Thus, MPI_Send in standard mode is non-local in the sense that sending in standard mode can be started regardless of whether the corresponding reception was published, and its successful completion may depend on the appearance of a matching reception (due to the fact that it the implementation depends on whether the message is buffered or not).
The syntax for standard sending is below:
int MPI_Send(const void *buf, int count, MPI_Datatype datatype, int dest, int tag, MPI_Comm comm)
2. Buffered mode
As in standard mode, sending in buffered mode can be started regardless of the fact that the sending of the corresponding receipt was sent, and the sending can be completed before the corresponding reception is published. However, the main difference is that if the sending is monitored and the corresponding response is not published, the outgoing message should be buffered. Please note that if a corresponding receive has been published, buffered sending may successfully meet the processor that started receiving, but if there is no receiving, sending in buffered mode should buffer the outgoing message to allow the sending to complete. In general, buffered sending is local . The distribution of the buffer in this case is determined by the user, and in case of insufficient space in the buffer, an error occurs.
The syntax for the send buffer is:
int MPI_Bsend(const void *buf, int count, MPI_Datatype datatype, int dest, int tag, MPI_Comm comm)
3. Synchronous mode
In synchronous sending mode, sending can be started regardless of whether the corresponding reception has been published. However, the sending will be successfully completed only if the corresponding sending was published, and the recipient began to receive a message sent by synchronous sending. The completion of synchronous sending indicates not only that the buffer in the sending can be reused, but also the fact that the receiving process began to receive data. If both sending and receiving are blocked, then the connection does not end at either end, until the connecting processor approaches.
The syntax for synchronous sending is:
int MPI_Ssend(const void *buf, int count, MPI_Datatype datatype, int dest, int tag, MPI_Comm comm)
4. Ready mode
Unlike the previous three modes, sending in ready mode can only be started if the corresponding reception has already been published.
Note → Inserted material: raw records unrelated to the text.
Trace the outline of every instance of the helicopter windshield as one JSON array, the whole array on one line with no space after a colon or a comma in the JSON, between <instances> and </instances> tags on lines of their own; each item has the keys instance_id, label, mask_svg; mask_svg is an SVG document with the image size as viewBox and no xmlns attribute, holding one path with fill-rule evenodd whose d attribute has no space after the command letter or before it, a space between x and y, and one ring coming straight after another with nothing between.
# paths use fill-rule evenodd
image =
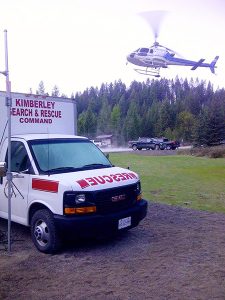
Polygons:
<instances>
[{"instance_id":1,"label":"helicopter windshield","mask_svg":"<svg viewBox=\"0 0 225 300\"><path fill-rule=\"evenodd\" d=\"M149 48L141 48L139 52L141 53L148 53Z\"/></svg>"}]
</instances>

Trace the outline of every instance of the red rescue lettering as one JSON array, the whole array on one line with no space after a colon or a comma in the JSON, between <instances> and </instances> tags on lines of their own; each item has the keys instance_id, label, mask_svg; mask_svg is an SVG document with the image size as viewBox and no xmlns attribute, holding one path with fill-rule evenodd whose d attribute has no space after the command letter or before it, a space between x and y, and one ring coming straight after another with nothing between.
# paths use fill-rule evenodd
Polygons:
<instances>
[{"instance_id":1,"label":"red rescue lettering","mask_svg":"<svg viewBox=\"0 0 225 300\"><path fill-rule=\"evenodd\" d=\"M97 181L93 177L85 178L85 180L90 183L90 185L97 185Z\"/></svg>"},{"instance_id":2,"label":"red rescue lettering","mask_svg":"<svg viewBox=\"0 0 225 300\"><path fill-rule=\"evenodd\" d=\"M106 182L113 182L113 179L108 175L103 175L102 177L105 179Z\"/></svg>"},{"instance_id":3,"label":"red rescue lettering","mask_svg":"<svg viewBox=\"0 0 225 300\"><path fill-rule=\"evenodd\" d=\"M60 110L41 110L41 117L43 118L62 118Z\"/></svg>"},{"instance_id":4,"label":"red rescue lettering","mask_svg":"<svg viewBox=\"0 0 225 300\"><path fill-rule=\"evenodd\" d=\"M120 181L120 179L117 178L117 175L118 175L118 174L111 174L110 176L112 177L113 180L115 180L115 181Z\"/></svg>"},{"instance_id":5,"label":"red rescue lettering","mask_svg":"<svg viewBox=\"0 0 225 300\"><path fill-rule=\"evenodd\" d=\"M130 179L138 179L138 177L134 173L117 173L103 176L95 176L88 177L81 180L77 180L76 182L80 185L82 189L89 187L90 185L98 185L98 184L106 184L113 183L118 181L130 180Z\"/></svg>"},{"instance_id":6,"label":"red rescue lettering","mask_svg":"<svg viewBox=\"0 0 225 300\"><path fill-rule=\"evenodd\" d=\"M117 174L121 180L126 180L126 177L123 174Z\"/></svg>"},{"instance_id":7,"label":"red rescue lettering","mask_svg":"<svg viewBox=\"0 0 225 300\"><path fill-rule=\"evenodd\" d=\"M105 184L105 179L102 176L93 177L94 180L96 180L100 184Z\"/></svg>"}]
</instances>

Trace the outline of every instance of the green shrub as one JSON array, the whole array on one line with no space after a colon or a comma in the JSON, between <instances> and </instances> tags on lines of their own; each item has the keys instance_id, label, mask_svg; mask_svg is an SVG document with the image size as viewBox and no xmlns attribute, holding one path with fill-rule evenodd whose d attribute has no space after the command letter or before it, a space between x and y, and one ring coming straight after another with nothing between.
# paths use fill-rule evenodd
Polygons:
<instances>
[{"instance_id":1,"label":"green shrub","mask_svg":"<svg viewBox=\"0 0 225 300\"><path fill-rule=\"evenodd\" d=\"M179 149L177 154L194 155L197 157L206 156L209 158L225 158L225 145L213 147L194 147L191 149Z\"/></svg>"}]
</instances>

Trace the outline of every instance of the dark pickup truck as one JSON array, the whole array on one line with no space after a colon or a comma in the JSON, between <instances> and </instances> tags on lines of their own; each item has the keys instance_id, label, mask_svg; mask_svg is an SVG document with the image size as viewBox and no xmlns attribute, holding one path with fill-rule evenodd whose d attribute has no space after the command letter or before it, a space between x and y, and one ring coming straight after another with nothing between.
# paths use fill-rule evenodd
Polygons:
<instances>
[{"instance_id":1,"label":"dark pickup truck","mask_svg":"<svg viewBox=\"0 0 225 300\"><path fill-rule=\"evenodd\" d=\"M142 149L155 150L156 147L155 140L153 138L141 138L141 137L139 137L137 141L129 141L128 146L129 148L132 148L135 151L142 150Z\"/></svg>"},{"instance_id":2,"label":"dark pickup truck","mask_svg":"<svg viewBox=\"0 0 225 300\"><path fill-rule=\"evenodd\" d=\"M129 141L129 148L136 150L175 150L180 146L178 141L170 141L166 138L139 137L137 141Z\"/></svg>"},{"instance_id":3,"label":"dark pickup truck","mask_svg":"<svg viewBox=\"0 0 225 300\"><path fill-rule=\"evenodd\" d=\"M180 147L180 142L178 141L170 141L169 139L162 138L158 139L159 144L161 145L161 150L176 150Z\"/></svg>"}]
</instances>

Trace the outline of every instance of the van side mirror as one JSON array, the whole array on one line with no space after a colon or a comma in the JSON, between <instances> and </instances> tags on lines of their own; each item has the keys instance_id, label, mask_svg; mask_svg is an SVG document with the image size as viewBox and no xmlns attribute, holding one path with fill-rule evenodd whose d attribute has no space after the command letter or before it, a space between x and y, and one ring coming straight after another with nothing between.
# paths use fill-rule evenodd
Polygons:
<instances>
[{"instance_id":1,"label":"van side mirror","mask_svg":"<svg viewBox=\"0 0 225 300\"><path fill-rule=\"evenodd\" d=\"M109 153L105 153L105 157L109 159Z\"/></svg>"},{"instance_id":2,"label":"van side mirror","mask_svg":"<svg viewBox=\"0 0 225 300\"><path fill-rule=\"evenodd\" d=\"M7 172L6 162L1 161L0 162L0 177L5 177L6 176L6 172Z\"/></svg>"}]
</instances>

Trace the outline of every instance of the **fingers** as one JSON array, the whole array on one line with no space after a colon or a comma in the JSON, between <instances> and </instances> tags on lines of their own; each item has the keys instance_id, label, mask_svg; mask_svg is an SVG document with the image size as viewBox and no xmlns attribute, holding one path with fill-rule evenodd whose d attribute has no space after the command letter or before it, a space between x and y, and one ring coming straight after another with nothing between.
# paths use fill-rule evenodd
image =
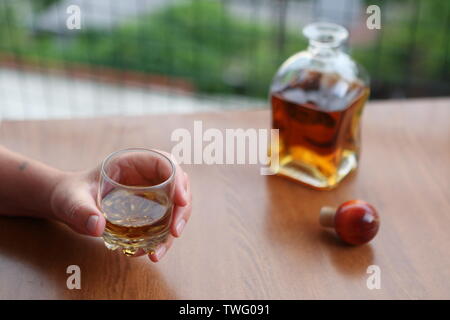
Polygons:
<instances>
[{"instance_id":1,"label":"fingers","mask_svg":"<svg viewBox=\"0 0 450 320\"><path fill-rule=\"evenodd\" d=\"M173 219L172 224L170 226L170 232L171 235L169 235L168 239L160 244L158 248L155 250L154 253L150 253L148 257L153 262L160 261L164 255L166 254L167 250L172 246L174 237L180 237L181 233L183 232L183 228L186 225L186 223L189 221L189 218L191 216L192 206L191 206L191 188L189 183L189 178L187 177L186 173L183 173L185 175L185 183L183 185L183 188L185 189L186 193L188 194L188 205L184 207L175 206L174 213L173 213ZM133 257L140 257L145 254L144 250L139 249L136 254L133 255Z\"/></svg>"},{"instance_id":2,"label":"fingers","mask_svg":"<svg viewBox=\"0 0 450 320\"><path fill-rule=\"evenodd\" d=\"M181 171L179 171L179 172L181 172ZM169 250L170 247L172 246L174 237L181 236L181 233L183 232L183 228L191 216L192 194L191 194L191 187L190 187L190 183L189 183L189 177L185 172L183 172L182 175L183 175L183 179L178 180L176 182L176 185L182 186L183 192L185 193L185 196L186 196L186 204L183 206L175 205L175 209L174 209L174 213L173 213L174 216L173 216L172 224L170 227L171 235L169 235L168 239L164 243L162 243L158 246L158 248L155 250L155 252L152 252L148 255L150 261L152 261L152 262L161 261L161 259L166 254L167 250Z\"/></svg>"},{"instance_id":3,"label":"fingers","mask_svg":"<svg viewBox=\"0 0 450 320\"><path fill-rule=\"evenodd\" d=\"M171 159L175 163L175 194L173 202L175 206L184 207L189 203L189 193L187 190L189 177L181 169L176 160L173 157Z\"/></svg>"},{"instance_id":4,"label":"fingers","mask_svg":"<svg viewBox=\"0 0 450 320\"><path fill-rule=\"evenodd\" d=\"M150 261L152 262L158 262L161 261L161 259L166 254L167 250L170 249L173 243L173 236L169 235L167 240L164 243L161 243L154 252L149 253L148 257L150 258Z\"/></svg>"},{"instance_id":5,"label":"fingers","mask_svg":"<svg viewBox=\"0 0 450 320\"><path fill-rule=\"evenodd\" d=\"M185 173L185 192L188 197L188 204L186 206L175 206L174 212L173 212L173 220L172 224L170 226L170 232L174 237L180 237L181 233L183 232L183 229L186 225L186 223L189 221L189 218L191 217L192 212L192 193L191 193L191 187L189 178L187 177L187 174Z\"/></svg>"},{"instance_id":6,"label":"fingers","mask_svg":"<svg viewBox=\"0 0 450 320\"><path fill-rule=\"evenodd\" d=\"M189 202L186 193L187 176L175 158L165 151L155 150L169 158L175 166L174 203L185 206ZM122 184L147 185L159 184L172 174L172 167L162 156L145 152L125 154L113 160L108 166L108 176Z\"/></svg>"},{"instance_id":7,"label":"fingers","mask_svg":"<svg viewBox=\"0 0 450 320\"><path fill-rule=\"evenodd\" d=\"M164 151L159 152L170 158L175 166L173 195L174 212L170 226L171 234L168 239L164 243L160 244L154 252L148 254L149 259L153 262L160 261L166 254L167 250L169 250L172 246L174 237L179 237L181 235L192 211L192 194L188 175L183 171L171 154ZM155 183L161 183L161 181L167 179L172 172L172 167L170 164L168 165L168 162L164 159L164 157L148 157L145 153L136 153L133 155L124 156L120 165L118 165L118 163L111 163L109 169L109 173L113 179L120 178L136 180L138 177L144 177L146 180L151 181L151 179L156 178ZM127 181L120 182L127 184ZM88 201L85 198L77 202L82 205L75 206L76 208L72 211L77 212L74 216L77 216L77 219L80 221L77 221L76 223L74 222L72 225L73 228L80 233L101 235L105 224L104 217L100 212L98 212L95 201L93 201L92 197L91 200L91 204L93 205L92 207L88 205ZM94 216L91 217L92 215ZM86 224L84 229L82 227L83 219ZM139 250L133 255L133 257L139 257L144 254L145 252L143 250Z\"/></svg>"},{"instance_id":8,"label":"fingers","mask_svg":"<svg viewBox=\"0 0 450 320\"><path fill-rule=\"evenodd\" d=\"M99 237L105 218L96 206L88 186L62 190L56 217L78 233Z\"/></svg>"},{"instance_id":9,"label":"fingers","mask_svg":"<svg viewBox=\"0 0 450 320\"><path fill-rule=\"evenodd\" d=\"M160 153L162 153L163 155L165 155L166 157L168 157L170 160L172 160L172 162L175 165L175 194L174 194L174 203L176 206L182 206L184 207L185 205L187 205L189 203L189 195L187 193L187 183L188 183L188 176L187 174L183 171L183 169L181 168L181 166L178 164L177 160L175 159L175 157L165 151L161 151L161 150L156 150ZM157 162L160 164L160 162ZM157 165L156 165L157 167ZM164 167L164 166L163 166ZM159 169L161 169L161 165L159 165Z\"/></svg>"},{"instance_id":10,"label":"fingers","mask_svg":"<svg viewBox=\"0 0 450 320\"><path fill-rule=\"evenodd\" d=\"M75 203L68 212L65 223L75 231L93 237L102 235L105 228L105 218L95 206L87 202Z\"/></svg>"}]
</instances>

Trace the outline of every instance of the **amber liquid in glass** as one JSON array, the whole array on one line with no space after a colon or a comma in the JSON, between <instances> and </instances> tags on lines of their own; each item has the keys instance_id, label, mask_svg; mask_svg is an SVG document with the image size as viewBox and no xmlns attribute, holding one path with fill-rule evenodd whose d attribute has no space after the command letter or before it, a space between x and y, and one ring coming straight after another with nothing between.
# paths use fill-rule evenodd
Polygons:
<instances>
[{"instance_id":1,"label":"amber liquid in glass","mask_svg":"<svg viewBox=\"0 0 450 320\"><path fill-rule=\"evenodd\" d=\"M308 71L272 92L272 127L279 129L278 174L332 189L358 164L360 117L369 89L336 74Z\"/></svg>"},{"instance_id":2,"label":"amber liquid in glass","mask_svg":"<svg viewBox=\"0 0 450 320\"><path fill-rule=\"evenodd\" d=\"M172 205L164 194L113 189L101 200L101 210L104 240L111 249L125 248L127 255L139 248L150 252L169 234Z\"/></svg>"}]
</instances>

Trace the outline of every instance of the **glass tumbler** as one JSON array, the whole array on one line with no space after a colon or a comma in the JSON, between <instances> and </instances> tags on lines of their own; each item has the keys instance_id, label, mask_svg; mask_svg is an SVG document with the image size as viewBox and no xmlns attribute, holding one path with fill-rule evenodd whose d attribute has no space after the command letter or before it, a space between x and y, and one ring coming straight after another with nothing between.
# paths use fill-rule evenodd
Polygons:
<instances>
[{"instance_id":1,"label":"glass tumbler","mask_svg":"<svg viewBox=\"0 0 450 320\"><path fill-rule=\"evenodd\" d=\"M143 148L116 151L103 160L97 205L106 219L108 249L153 252L170 233L175 164Z\"/></svg>"}]
</instances>

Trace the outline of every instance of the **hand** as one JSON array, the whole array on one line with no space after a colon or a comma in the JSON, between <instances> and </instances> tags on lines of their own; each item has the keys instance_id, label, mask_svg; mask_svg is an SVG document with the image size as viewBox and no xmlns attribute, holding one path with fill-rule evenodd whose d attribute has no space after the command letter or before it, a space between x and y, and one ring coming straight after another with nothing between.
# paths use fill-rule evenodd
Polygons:
<instances>
[{"instance_id":1,"label":"hand","mask_svg":"<svg viewBox=\"0 0 450 320\"><path fill-rule=\"evenodd\" d=\"M170 157L170 154L163 152ZM171 157L172 160L173 157ZM174 160L176 163L176 161ZM51 195L52 218L59 220L78 233L94 237L101 236L105 218L96 205L100 168L88 172L63 173ZM192 194L188 175L176 164L175 195L170 235L154 253L149 254L158 262L172 246L175 237L180 237L191 215ZM139 251L135 256L143 255Z\"/></svg>"}]
</instances>

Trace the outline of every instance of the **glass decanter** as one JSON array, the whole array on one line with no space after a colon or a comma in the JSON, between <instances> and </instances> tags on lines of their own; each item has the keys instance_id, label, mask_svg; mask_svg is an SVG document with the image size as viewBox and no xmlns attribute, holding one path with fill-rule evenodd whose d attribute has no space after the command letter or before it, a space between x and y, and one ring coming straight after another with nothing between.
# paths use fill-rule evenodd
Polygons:
<instances>
[{"instance_id":1,"label":"glass decanter","mask_svg":"<svg viewBox=\"0 0 450 320\"><path fill-rule=\"evenodd\" d=\"M369 80L342 50L344 27L317 22L303 34L309 47L281 65L270 88L272 128L279 129L279 164L272 169L332 189L358 166Z\"/></svg>"}]
</instances>

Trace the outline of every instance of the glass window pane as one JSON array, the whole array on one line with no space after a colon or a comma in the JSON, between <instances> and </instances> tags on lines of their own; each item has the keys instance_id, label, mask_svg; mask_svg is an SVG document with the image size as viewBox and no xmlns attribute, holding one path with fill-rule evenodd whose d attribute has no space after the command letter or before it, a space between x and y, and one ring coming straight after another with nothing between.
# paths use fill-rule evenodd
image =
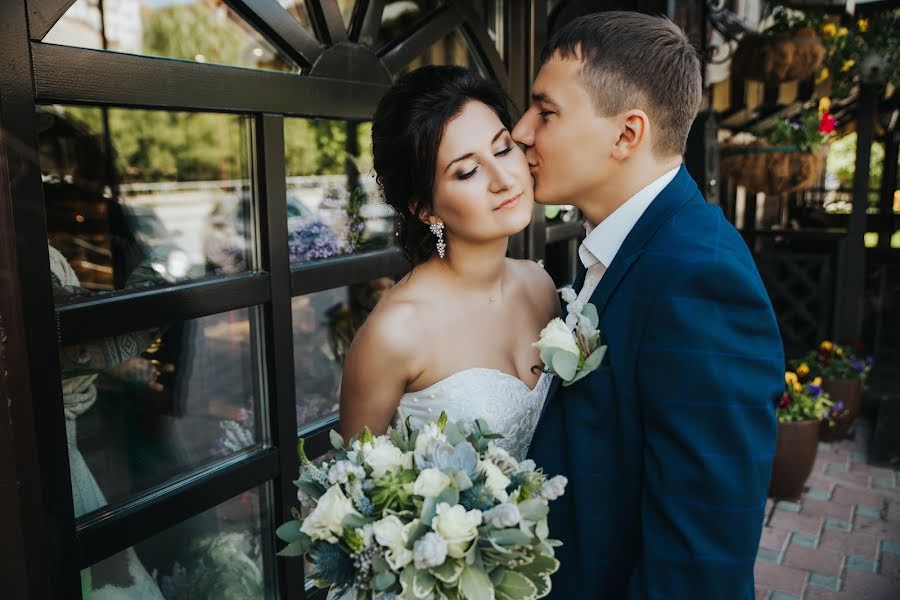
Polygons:
<instances>
[{"instance_id":1,"label":"glass window pane","mask_svg":"<svg viewBox=\"0 0 900 600\"><path fill-rule=\"evenodd\" d=\"M408 73L425 65L460 65L469 67L484 75L475 56L469 50L469 45L458 31L452 31L444 38L433 44L422 56L418 57L406 68L400 71L400 75Z\"/></svg>"},{"instance_id":2,"label":"glass window pane","mask_svg":"<svg viewBox=\"0 0 900 600\"><path fill-rule=\"evenodd\" d=\"M422 17L437 8L440 0L394 0L387 2L381 14L377 47L409 34Z\"/></svg>"},{"instance_id":3,"label":"glass window pane","mask_svg":"<svg viewBox=\"0 0 900 600\"><path fill-rule=\"evenodd\" d=\"M306 29L312 31L312 21L309 19L309 10L306 8L306 0L278 0L281 7L291 13L291 15L300 21L300 24Z\"/></svg>"},{"instance_id":4,"label":"glass window pane","mask_svg":"<svg viewBox=\"0 0 900 600\"><path fill-rule=\"evenodd\" d=\"M49 241L78 279L57 301L252 266L246 117L44 106L37 121Z\"/></svg>"},{"instance_id":5,"label":"glass window pane","mask_svg":"<svg viewBox=\"0 0 900 600\"><path fill-rule=\"evenodd\" d=\"M393 284L382 277L291 301L300 427L337 414L341 366L350 342Z\"/></svg>"},{"instance_id":6,"label":"glass window pane","mask_svg":"<svg viewBox=\"0 0 900 600\"><path fill-rule=\"evenodd\" d=\"M266 490L256 488L81 572L82 594L115 600L274 596Z\"/></svg>"},{"instance_id":7,"label":"glass window pane","mask_svg":"<svg viewBox=\"0 0 900 600\"><path fill-rule=\"evenodd\" d=\"M77 0L44 41L234 67L299 71L290 58L221 1Z\"/></svg>"},{"instance_id":8,"label":"glass window pane","mask_svg":"<svg viewBox=\"0 0 900 600\"><path fill-rule=\"evenodd\" d=\"M258 331L245 308L60 348L76 516L259 443Z\"/></svg>"},{"instance_id":9,"label":"glass window pane","mask_svg":"<svg viewBox=\"0 0 900 600\"><path fill-rule=\"evenodd\" d=\"M506 12L506 2L504 0L482 0L482 10L484 11L484 23L487 26L488 35L500 58L506 58L504 36L504 23L506 22L504 15Z\"/></svg>"},{"instance_id":10,"label":"glass window pane","mask_svg":"<svg viewBox=\"0 0 900 600\"><path fill-rule=\"evenodd\" d=\"M292 263L394 244L394 211L372 170L372 125L285 119L288 250Z\"/></svg>"}]
</instances>

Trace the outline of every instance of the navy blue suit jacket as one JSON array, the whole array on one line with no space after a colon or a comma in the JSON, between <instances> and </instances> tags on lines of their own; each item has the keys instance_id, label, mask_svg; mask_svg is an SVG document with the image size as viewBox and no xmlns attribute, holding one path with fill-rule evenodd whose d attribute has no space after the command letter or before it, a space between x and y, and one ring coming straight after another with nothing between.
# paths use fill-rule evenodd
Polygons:
<instances>
[{"instance_id":1,"label":"navy blue suit jacket","mask_svg":"<svg viewBox=\"0 0 900 600\"><path fill-rule=\"evenodd\" d=\"M569 479L551 598L752 600L784 356L746 244L682 167L590 301L603 364L529 453Z\"/></svg>"}]
</instances>

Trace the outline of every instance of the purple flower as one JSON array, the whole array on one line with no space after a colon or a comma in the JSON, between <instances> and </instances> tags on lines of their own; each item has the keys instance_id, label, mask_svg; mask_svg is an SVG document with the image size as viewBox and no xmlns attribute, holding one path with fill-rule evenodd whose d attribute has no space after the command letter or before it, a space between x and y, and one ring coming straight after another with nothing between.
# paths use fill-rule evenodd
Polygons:
<instances>
[{"instance_id":1,"label":"purple flower","mask_svg":"<svg viewBox=\"0 0 900 600\"><path fill-rule=\"evenodd\" d=\"M836 415L838 413L843 412L843 410L844 410L844 403L841 401L838 401L834 406L831 407L831 414Z\"/></svg>"},{"instance_id":2,"label":"purple flower","mask_svg":"<svg viewBox=\"0 0 900 600\"><path fill-rule=\"evenodd\" d=\"M295 221L292 226L288 232L288 251L292 263L328 258L350 251L347 244L321 221Z\"/></svg>"},{"instance_id":3,"label":"purple flower","mask_svg":"<svg viewBox=\"0 0 900 600\"><path fill-rule=\"evenodd\" d=\"M808 386L806 386L806 391L813 398L818 398L819 394L822 393L822 388L821 388L821 386L818 386L818 385L809 384Z\"/></svg>"},{"instance_id":4,"label":"purple flower","mask_svg":"<svg viewBox=\"0 0 900 600\"><path fill-rule=\"evenodd\" d=\"M850 359L850 366L853 367L853 370L857 373L862 373L866 368L865 363L863 363L863 361L859 360L855 356Z\"/></svg>"},{"instance_id":5,"label":"purple flower","mask_svg":"<svg viewBox=\"0 0 900 600\"><path fill-rule=\"evenodd\" d=\"M875 358L874 358L874 357L872 357L872 356L867 356L867 357L866 357L866 366L871 367L871 366L872 366L872 363L874 363L874 362L875 362Z\"/></svg>"}]
</instances>

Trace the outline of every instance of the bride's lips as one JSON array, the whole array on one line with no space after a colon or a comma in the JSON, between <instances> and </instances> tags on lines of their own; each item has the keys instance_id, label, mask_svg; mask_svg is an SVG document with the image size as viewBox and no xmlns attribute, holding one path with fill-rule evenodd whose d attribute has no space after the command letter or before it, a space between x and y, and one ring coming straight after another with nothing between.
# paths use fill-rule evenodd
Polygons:
<instances>
[{"instance_id":1,"label":"bride's lips","mask_svg":"<svg viewBox=\"0 0 900 600\"><path fill-rule=\"evenodd\" d=\"M519 192L512 198L508 198L508 199L504 200L494 210L501 210L503 208L512 208L519 203L520 198L522 198L522 192Z\"/></svg>"}]
</instances>

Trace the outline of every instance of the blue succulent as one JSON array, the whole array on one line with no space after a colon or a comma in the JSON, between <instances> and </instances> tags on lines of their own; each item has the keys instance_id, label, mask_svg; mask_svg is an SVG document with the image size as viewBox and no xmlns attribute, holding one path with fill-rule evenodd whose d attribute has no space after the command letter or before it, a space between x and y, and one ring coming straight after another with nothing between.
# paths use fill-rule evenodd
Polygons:
<instances>
[{"instance_id":1,"label":"blue succulent","mask_svg":"<svg viewBox=\"0 0 900 600\"><path fill-rule=\"evenodd\" d=\"M416 454L416 464L420 469L434 467L441 471L452 469L462 471L469 479L475 479L478 469L478 454L467 441L451 446L442 440L433 440L423 454Z\"/></svg>"}]
</instances>

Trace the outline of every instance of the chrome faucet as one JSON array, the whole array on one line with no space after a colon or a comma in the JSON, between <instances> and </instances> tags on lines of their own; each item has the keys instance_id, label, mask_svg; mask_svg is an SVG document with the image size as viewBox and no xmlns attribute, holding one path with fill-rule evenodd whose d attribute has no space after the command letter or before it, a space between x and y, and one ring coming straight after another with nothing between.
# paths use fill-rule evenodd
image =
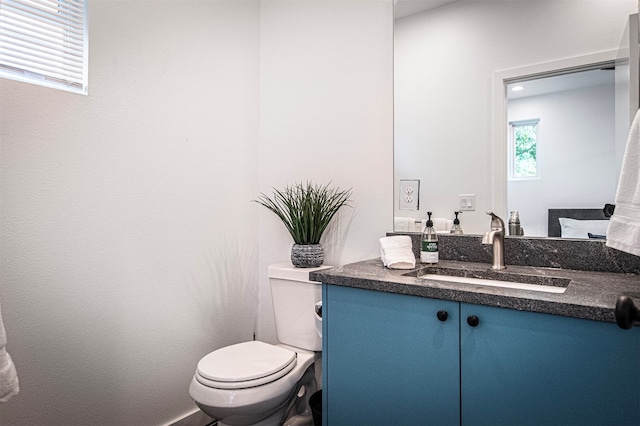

The completion of sending does not say anything about the corresponding receipt, but simply says that the send buffer can be reused. A dispatch using the ready mode has the same semantics as the standard mode, or synchronous mode with additional information about the corresponding reception. The correct program with a ready communication mode can be replaced by synchronous or standard sending without affecting the result, except for the difference in performance.
The syntax for the finished send is:
int MPI_Rsend(const void *buf, int count, MPI_Datatype datatype, int dest, int tag, MPI_Comm comm)
After going through all 4 sending locks, they may seem fundamentally different, but depending on the implementation, the semantics of one mode may be similar to another.
For example, MPI_Send is generally a blocking mode, but depending on the implementation, if the message size is not too large, MPI_Send will copy the outgoing message from the send buffer to the system buffer ("which in most cases takes place in a modern system) and will return immediately. Let's look at the example below:
//assume there are 4 processors numbered from 0 to 3 if(rank==0){ tag=2; MPI_Send(&send_buff1, 1, MPI_DOUBLE, 1, tag, MPI_COMM_WORLD); MPI_Send(&send_buff2, 1, MPI_DOUBLE, 2, tag, MPI_COMM_WORLD); MPI_Recv(&recv_buff1, MPI_FLOAT, 3, 5, MPI_COMM_WORLD); MPI_Recv(&recv_buff2, MPI_INT, 1, 10, MPI_COMM_WORLD); } else if(rank==1){ tag = 10; //receive statement missing, nothing received from proc 0 MPI_Send(&send_buff3, 1, MPI_INT, 0, tag, MPI_COMM_WORLD); MPI_Send(&send_buff3, 1, MPI_INT, 3, tag, MPI_COMM_WORLD); } else if(rank==2){ MPI_Recv(&recv_buff, 1, MPI_DOUBLE, 0, 2, MPI_COMM_WORLD); //do something with receive buffer } else{ //if rank == 3 MPI_Send(send_buff, 1, MPI_FLOAT, 0, 5, MPI_COMM_WORLD); MPI_Recv(recv_buff, 1, MPI_INT, 1, 10, MPI_COMM_WORLD); }
Let's see what happens at each level in the example above.
He tries to send rank 0 to rank 1 and rank 2, and to receive from rank 1 and 3.
Rank 1 tries to send to rank 0 and rank 3 and does not receive anything from other ranks
Rank 2 tries to get from rank 0, and then perform some operation on the data received in recv_buff.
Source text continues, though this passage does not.